Apa? Pak Jan memperhatikan aku? Pasir di otakku bergerak amburadul. Maksud dia apa sih?
“Kebiasaanmu akhir-akhir ini seperti wanita hamil muda.” Suara pak Jan jelas. Petir pun diam, agar suara itu masuk ke dalam pikiranku. Tapi aku tetap sulit mencernanya.
‘kebiasaanku seperti wanita hamil muda?’
“Serangan mual, dan pusingmu mungkin bukan maag, karena pada saat yang bersamaan kau menyukai buah-buahan masam.” Suaranya pelan, patah-patah. Pak Jan sangat serius. Aku berani menyahutinya dengan gurau. Aku tidak mampu untuk bergurau ketika pasir diotakkku berbaris rapi lalu bertanya padaku: ‘aku hamil?’
“Ba… bagaimana mungkin? Bapak tahu sendiri saya tak punya pacar, dan bagaimana pergaulanku di kantor? Dan jilbab ini sungguh bukan hiasan belaka.”
“tapi kau pernah hilang di culik.”
“Dokter bahkan memastikan saya masih perawan.”
“Tapi itu mungkin saja terjadi, ingat kau beberapa kali mengalami percobaan penculikan.”
“Mustahil, penculikan itu terjadi pasti karena alasan lain.”
Pak Jan bangkit meninggalkan kekacauan pikiranku. Tak berapa lama kemudian dia ke luar dari kamarnya.
            “Entahlah; Tapi ini... Cobalah!” Baru kali ini aku melihat pak Jan gugup, menggigit bibirnya.

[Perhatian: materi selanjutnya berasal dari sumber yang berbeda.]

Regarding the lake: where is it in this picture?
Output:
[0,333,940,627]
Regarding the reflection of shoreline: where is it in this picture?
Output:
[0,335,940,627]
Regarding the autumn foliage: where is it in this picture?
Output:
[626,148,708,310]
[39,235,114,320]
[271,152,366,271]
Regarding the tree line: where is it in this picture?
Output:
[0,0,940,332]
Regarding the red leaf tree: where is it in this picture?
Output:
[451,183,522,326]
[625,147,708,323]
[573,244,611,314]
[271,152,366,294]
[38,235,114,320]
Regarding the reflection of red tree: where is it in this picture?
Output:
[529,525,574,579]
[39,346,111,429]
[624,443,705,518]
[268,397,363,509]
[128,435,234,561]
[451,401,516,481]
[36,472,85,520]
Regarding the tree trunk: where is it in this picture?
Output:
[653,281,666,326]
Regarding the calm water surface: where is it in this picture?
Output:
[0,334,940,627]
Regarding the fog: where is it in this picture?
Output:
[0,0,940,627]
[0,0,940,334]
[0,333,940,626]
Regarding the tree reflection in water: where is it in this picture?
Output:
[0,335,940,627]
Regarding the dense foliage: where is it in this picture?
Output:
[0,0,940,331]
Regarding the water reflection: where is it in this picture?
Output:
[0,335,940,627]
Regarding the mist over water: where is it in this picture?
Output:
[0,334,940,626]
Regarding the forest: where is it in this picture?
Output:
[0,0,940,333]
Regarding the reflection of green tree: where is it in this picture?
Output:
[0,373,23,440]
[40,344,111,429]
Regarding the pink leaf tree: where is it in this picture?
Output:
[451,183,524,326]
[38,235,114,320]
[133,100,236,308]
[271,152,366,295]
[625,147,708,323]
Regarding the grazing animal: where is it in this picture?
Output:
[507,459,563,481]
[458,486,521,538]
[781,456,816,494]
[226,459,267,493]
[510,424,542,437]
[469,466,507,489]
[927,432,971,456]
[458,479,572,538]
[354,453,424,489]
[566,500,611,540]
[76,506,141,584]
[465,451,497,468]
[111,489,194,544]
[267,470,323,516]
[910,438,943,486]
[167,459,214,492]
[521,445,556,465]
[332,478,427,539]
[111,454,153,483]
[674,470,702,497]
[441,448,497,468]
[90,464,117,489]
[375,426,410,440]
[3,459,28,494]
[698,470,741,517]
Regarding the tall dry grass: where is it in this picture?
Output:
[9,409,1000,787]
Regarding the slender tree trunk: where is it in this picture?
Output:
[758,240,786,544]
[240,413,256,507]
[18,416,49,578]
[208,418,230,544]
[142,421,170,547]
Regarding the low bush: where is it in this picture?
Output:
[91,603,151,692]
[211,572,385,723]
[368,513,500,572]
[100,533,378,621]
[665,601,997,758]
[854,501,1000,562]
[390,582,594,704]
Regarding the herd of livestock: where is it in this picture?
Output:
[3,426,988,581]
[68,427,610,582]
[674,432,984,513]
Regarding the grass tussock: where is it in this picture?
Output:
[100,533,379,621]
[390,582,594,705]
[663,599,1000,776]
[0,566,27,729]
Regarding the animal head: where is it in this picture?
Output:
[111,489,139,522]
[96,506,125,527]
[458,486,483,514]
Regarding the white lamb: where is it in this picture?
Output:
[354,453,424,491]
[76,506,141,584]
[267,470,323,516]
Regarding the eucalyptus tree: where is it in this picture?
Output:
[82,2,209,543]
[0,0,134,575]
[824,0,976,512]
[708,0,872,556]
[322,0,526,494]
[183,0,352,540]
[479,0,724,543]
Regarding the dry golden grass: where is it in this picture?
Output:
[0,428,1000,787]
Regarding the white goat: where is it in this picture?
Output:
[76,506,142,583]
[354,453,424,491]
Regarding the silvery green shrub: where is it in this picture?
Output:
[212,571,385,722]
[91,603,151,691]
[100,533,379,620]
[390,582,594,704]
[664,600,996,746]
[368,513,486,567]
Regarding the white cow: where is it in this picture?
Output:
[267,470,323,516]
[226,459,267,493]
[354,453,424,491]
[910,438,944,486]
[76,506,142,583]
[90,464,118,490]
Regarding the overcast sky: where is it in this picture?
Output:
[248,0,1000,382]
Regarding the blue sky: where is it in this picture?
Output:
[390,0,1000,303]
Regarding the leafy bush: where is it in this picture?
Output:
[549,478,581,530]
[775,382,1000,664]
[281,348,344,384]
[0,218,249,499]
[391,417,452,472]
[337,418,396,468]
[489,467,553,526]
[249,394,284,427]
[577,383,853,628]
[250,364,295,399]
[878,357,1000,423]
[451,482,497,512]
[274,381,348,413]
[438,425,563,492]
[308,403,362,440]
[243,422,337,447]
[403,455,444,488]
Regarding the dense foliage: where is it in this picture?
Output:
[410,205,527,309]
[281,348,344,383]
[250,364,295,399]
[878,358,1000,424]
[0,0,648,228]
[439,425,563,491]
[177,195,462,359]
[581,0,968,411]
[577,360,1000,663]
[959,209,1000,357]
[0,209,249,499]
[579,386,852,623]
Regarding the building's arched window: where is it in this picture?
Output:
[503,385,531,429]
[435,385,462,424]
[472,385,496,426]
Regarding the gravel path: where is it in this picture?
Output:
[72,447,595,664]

Dia bahkan menelan ludahnya. Dia memberikan test pack padaku. Kedua tangannya kembali dia sembunyi di saku celananya.
            Kutatap benda kecil di tanganku. Apa ini? Ini test pack, bodoh! Bagaimana dia memiliki benda semacam ini?
            “Ini milik Maya yang tak pernah ia pakai.” Pak Jan seolah bisa membaca pikiranku.
            Oh, tentu saja hubungan mereka telah sangat jauh, sehingga memiliki test pack adalah hal yang wajar.
            “Kapan terakhir kau menstruasi?” Tanya pak Jan, gayanya seperti seorang dokter.
            Lama aku mencerna pertanyaannya. Bingung tak karuan. Otakku begitu lamban mengingat tanggal mestruasi terakhirku. Ya. Rasanya sudah lama sekali.
            “Oh, Qonitaaaa... cepatlah! aku harus segera tahu.” Desak pak Jan.
            “Kenapa aku?” dan kenapa dia yang  gugup? Otakku benar-benar gaduh.
            “Sudah kukatakan tadi, karena kamu-dua-minggu-ini-seperti-orang-hamil-trismester-pertama-. Doktermu bilang tidak ada yang salah dengan kesehatanmu.”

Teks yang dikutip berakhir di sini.